O voto proferido pelo Ministro Relator Dias Toffoli no RE 330.817, que apresenta memorável estudo sobre o histórico da imunidade prevista atualmente no art. 150, VI, “d”, da CF/88, apresentou como principal fundamento para a desoneração do papel destinado à impressão dos livros, jornais e periódicos a necessidade de impedir a manutenção da censura que ocorrera no período do Estado Novo (1937 a 1945), manifestada por meio da força tributária que incidia sobre o papel linha d´água, insumo utilizado pelos veículos de comunicação:

“A par da censura direta, o governo ainda coagia a propagação de ideias contrárias ao regime mediante pesada tributação das importações do papel de imprensa (o papel linha d’água) e o controle, de forma insidiosa, da isenção aduaneira sobre esse insumo. A concessão do benefício da intributabilidade era facilitada aos jornais partidários do regime e dificultada, ou até impedida, aos que propugnavam por ideologia tida por nociva ou inapropriada (Decreto-Lei nº 300/38; art. 135, f, do Decreto-Lei nº 1.949/39). Com isso, o produto final dos veículos de comunicação saía mais caro e o acesso à informação se tornava mais restrito e, como decorrência disso, poucos órgãos de mídia suportavam a carga tributária”.

O próprio ex-chefe do Serviço de Controle da Imprensa do DIP (Departamento de Imprensa e Propaganda), Sampaio Mitke, em relato publicado no Estado de São Paulo, afirmou que a imposição tributária, justamente por possuir reflexo econômico, era mais eficiente que as ameaças e o uso da força por parte da polícia[5]:

“O trabalho era limpo e eficiente. As sanções que aplicávamos eram muito mais eficazes do que as ameaças da polícia, porque eram de natureza econômica. Os jornais dependiam do governo para a importação do papel linha d’água. As taxas aduaneiras eram elevadas e deveriam ser pagas em 24 horas. E o DIP só isentava de pagamento os jornais que colaboravam com o governo. Eu ou o Lourival é que ligávamos para a Alfândega autorizando a retirada do papel”.

A nossa história, portanto, prova que a força impositiva tributária é capaz de manipular e direcionar, sim, o acesso à informação, à cultura e ao conhecimento.

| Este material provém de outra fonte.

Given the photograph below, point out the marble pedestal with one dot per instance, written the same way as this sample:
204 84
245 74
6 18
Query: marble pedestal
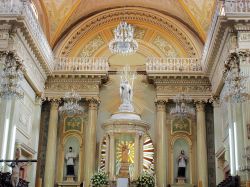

Portanto, não se trata de simples direcionamento de tributação para onerar os supostamente “mais ricos” da sociedade. Como se vê, a justificativa da Receita Federal vai ao encontro de instrumento utilizado pelo Poder Público em período da nossa história marcado politicamente pelo autoritarismo.

Há poucos dias, ao receber a informação de que a União Federal pretende tributar a receita proveniente da venda dos livros, o atual Presidente de Portugal, Marcelo Rebelo de Sousa, relatou, em entrevista a um jornal de grande circulação no Brasil, interessante movimento por ele capitaneado que retirou Celorico de Basto, distrito de Braga, do patamar de vila mais pobre de Portugal[6]. A criação de uma biblioteca pública aliada a estímulos à leitura e doações de livros foram providências decisivas para o desenvolvimento cultural e social da região.

O livro, como se sabe, é veículo de difusão de pensamentos, transmissão de ideias e um dos instrumentos mais eficazes de perpetuação e fixação da cultura de um povo. Permitir e estimular o acesso ao livro além de “assegurar a liberdade de pensamento, de expressão, o acesso à informação e a própria difusão da cultura e da educação”[7] constitui um dos objetivos fundamentais da República Federativa do Brasil, previsto no art. 3º, inciso III, da CF/88, e é uma valiosa ferramenta de redução das desigualdades sociais.

Na medida em que o estudo, no qual se baseia a justificativa do PL 3.887/20, aponta que famílias de baixa renda não leem livros, o movimento da reforma tributária proposto pelo Governo Federal deveria ter apontado no sentido diametralmente oposto ao do discurso indicado no “Perguntas e Respostas” da CBS: manter a desoneração fiscal das receitas provenientes das vendas dos livros e estimular o hábito da leitura nessas famílias. Talvez, assim, aquela parcela da população, identificada na pesquisa como “não consumidores de livro”, passe, gradativamente, a se posicionar em outros patamares de cultura, o que permitirá maior movimentação nos degraus da rígida estratificação social que marca há tantos anos a história do Brasil.

[1] https://www.jota.info/opiniao-e-analise/artigos/tributar-ou-nao-os-livros-13042021, acesso em 18.04.21.

[2] RE 628.122, Tribunal Pleno, Rel. Min. Gilmar Mendes, DJ. 30.09.13; RE 566.622, Tribunal Pleno, Rel. Min. Marco Aurélio, DJ 23.08.17, RE 342.336 Ag, Segunda Turma, Rel. Min. Eros Grau, DJ 11.05.07, RE 252.132, Primeira Turma, Rel. Min. Ilmar Galvão, DJ 19.11.99.

[3] “Não aproveita ao Imposto de renda devido pelo comerciante ou fabricante de papel, mas repugna ao fim do texto a discriminação evidente. A imunidade no caso é objetiva:  – da coisa, papel de impressão ou livro, jornal, periódico. Na prática, a imunidade alcança o Imposto sobre Produtos Industrializados, o Imposto sobre Operações de Circulação de Mercadorias e os direitos alfandegários sobre o papel.” (BALEEIRO, Aliomar. Limitações Constitucionais ao Poder de Tributar, 7ª Ed. Forense. 2003, p. 339.)

[4] Tema nº 593: “A imunidade tributária constante do art. 150, VI, d, da CF/88 aplica-se ao livro eletrônico (e-book), inclusive aos suportes exclusivamente utilizados para fixá-lo.”

[5] Boletim ABI. Ano XXIII, nº de novembro/dezembro de 1974, apud GALVÃO, Flávio. A liberdade de informação no Brasil – III. O Estado de S. Paulo, 29/11/1975. Suplemento do Centenário, n. 48, p. 4.

[6] https://blogs.oglobo.globo.com/portugal-giro/post/marcelolivros.html, acesso em 18.04.21.

[7] COSTA, Regina Helena. A imunidade tributária do livro eletrônico e a jurisprudência do Supremo Tribunal Federal. Sistema Constitucional Tributário – dos fundamentos teóricos aos hard cases tributários, Estudos em homenagem ao ministro Luiz Fux -, Org. Marcus Lívio Gomes e Andrei Pitten Veloso. Ed. Livraria do Advogado. Porto Alegre: 2014, p.251.